As with the Post Office, the Robodebt scheme was known internally to be flawed but was defended to the hilt for years via institutional, political and legal bullying.
Many families targeted by the Dutch algorithm were from minority communities, and it seems the Post Office prosecutions also came with a hefty dose of racism.
Their own internal investigation assigned archaic racial codes like 'Chinese/Japanese types', 'Dark Skinned European Types' and 'Negroid Types' to suspect sub-postmasters.
A move to AI systems will reproduce this kind of racial discrimination at an industrial scale, as
AI not only ingests the racism embedded in its training data but projects it through reductive classifications and exclusions.
And yet, despite the well-documented problems with AI, politicians of all stripes are committed to its mass adoption.
The unwavering belief that sci-fi tech can solve social challenges is captured by the Prime Minister's claim to "harness the incredible potential of AI to transform our hospitals and schools",
somehow imagining that this will substitute for shortages of teachers and properly paid medical staff
or fix the literally collapsing ceilings in the buildings.
The Labour Party, meanwhile, proposes AI as a way to tackle the rise in school absenteeism;
another case of taking a complex issue involving vulnerable families
and replacing the much needed care with the calculative power of cloud-based computation.
While some of this is the usual attempt to grab news headlines,
there are deeper ideological commitments at play.
AI is seen as the way to revive the economic system
by intensifying trends that have been playing out since the 1970s;
reducing job security by replacing workers with automation, and privatising the remaining public services.
To promote AI is privatisation by the back door,
as it inevitable means a transfer of control to tech corporations.
However, this handover to AI will generate more miscarriages of justice
as it proceeds to override the voices of those whose lives it affects.
If we only listened to the very public statements by Silicon Valley figureheads like Sam Altman, Marc Andreessen and Peter Thiel and their visions for the coming society, we would realise that they too, like the Post Office prosecutions, are "an affront to public conscience".
The Horizon IT scandal, despite its very real horrors, will come to seem quaintly English by comparison with the collateral damage caused by their transhumanist techno-fantasies.
A little known detail of the Post Office scandal is that, due to some astoundingly bad decisions made in the 1990s, English law presumes that computer evidence is reliable.
This at least is fixable by a simple switch of perspective; computer evidence should not be trusted unless evidence can be produced as to its reliability.
There is simply no comprehensive metric or test that can be put before a court to remove reasonable doubt that an AI is making things up.
However, we can't wait for AI-driven scandals to come to court before recognising this because by then the harm will be done.
AI can't be trusted and should be kept out of any decision-making that might affect peoples' lives, no matter how modest.
The open question is how we should enact such protections.

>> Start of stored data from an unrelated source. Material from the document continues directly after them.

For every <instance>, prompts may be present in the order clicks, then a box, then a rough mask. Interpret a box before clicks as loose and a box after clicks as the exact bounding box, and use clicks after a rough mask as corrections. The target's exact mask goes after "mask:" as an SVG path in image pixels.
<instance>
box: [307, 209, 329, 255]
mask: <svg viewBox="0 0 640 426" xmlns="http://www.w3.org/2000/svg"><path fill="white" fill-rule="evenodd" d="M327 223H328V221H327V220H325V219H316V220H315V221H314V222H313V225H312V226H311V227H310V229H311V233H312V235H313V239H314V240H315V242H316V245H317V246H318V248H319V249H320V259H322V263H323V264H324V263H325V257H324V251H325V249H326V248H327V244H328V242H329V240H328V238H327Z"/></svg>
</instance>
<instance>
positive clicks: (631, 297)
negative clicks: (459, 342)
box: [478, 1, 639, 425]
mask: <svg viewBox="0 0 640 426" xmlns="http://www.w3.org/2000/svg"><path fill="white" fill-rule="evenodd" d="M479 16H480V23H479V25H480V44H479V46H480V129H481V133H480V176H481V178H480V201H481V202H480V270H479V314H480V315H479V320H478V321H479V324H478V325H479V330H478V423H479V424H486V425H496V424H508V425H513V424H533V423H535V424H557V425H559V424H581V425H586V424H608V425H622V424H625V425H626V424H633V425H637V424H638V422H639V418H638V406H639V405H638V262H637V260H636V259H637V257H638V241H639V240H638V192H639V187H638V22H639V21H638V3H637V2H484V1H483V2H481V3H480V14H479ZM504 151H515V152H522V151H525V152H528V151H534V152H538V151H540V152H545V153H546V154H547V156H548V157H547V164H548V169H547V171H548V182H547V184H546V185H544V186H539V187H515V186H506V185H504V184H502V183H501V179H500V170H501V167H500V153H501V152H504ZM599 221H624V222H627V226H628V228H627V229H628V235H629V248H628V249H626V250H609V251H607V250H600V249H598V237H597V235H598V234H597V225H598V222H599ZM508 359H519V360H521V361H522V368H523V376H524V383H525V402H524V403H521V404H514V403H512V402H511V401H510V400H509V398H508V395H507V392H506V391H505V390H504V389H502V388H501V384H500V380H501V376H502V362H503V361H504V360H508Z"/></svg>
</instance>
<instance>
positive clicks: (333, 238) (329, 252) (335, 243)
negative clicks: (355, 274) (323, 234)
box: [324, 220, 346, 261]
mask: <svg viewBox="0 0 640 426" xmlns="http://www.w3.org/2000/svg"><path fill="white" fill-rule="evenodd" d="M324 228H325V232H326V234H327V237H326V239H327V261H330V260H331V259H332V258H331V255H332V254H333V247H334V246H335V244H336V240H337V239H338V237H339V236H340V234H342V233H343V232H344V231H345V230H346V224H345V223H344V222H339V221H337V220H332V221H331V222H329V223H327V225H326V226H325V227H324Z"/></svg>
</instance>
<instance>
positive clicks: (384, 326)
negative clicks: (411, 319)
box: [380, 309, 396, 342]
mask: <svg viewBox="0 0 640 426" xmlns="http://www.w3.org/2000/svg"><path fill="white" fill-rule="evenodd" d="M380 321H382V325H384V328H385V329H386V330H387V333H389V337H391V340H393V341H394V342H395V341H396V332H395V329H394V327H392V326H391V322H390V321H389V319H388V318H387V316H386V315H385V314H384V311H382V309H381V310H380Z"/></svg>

The common theme of Horizon and the other algorithmic injustices is the merging of bureaucracy and computation
into a machinery that ran amok over the 'little people'.
In all these cases the supposed checks and balances completely failed to hold the system to account.
It seems unlikely that anaemic measures like the algorithmic audits proposed in the freshly-inked EU AI Act are going to have any real traction.
The powerful lesson of the Robodebt and Post Office debacles is that the machine is only stopped by ordinary people coming together.
In both cases, it was the self-organisation of people affected and their allies which threw the necessary spanner in the works but only, of course, after immense effort and suffering.
Surely it's better to recognise early on how unjustified confidence in algorithmic authority becomes cover for what the Australian Royal Commission called
"venality, incompetence and cowardice".
Now, not later, is the time to challenge the ideology of 'AI everywhere' and push instead for people-centred solutions.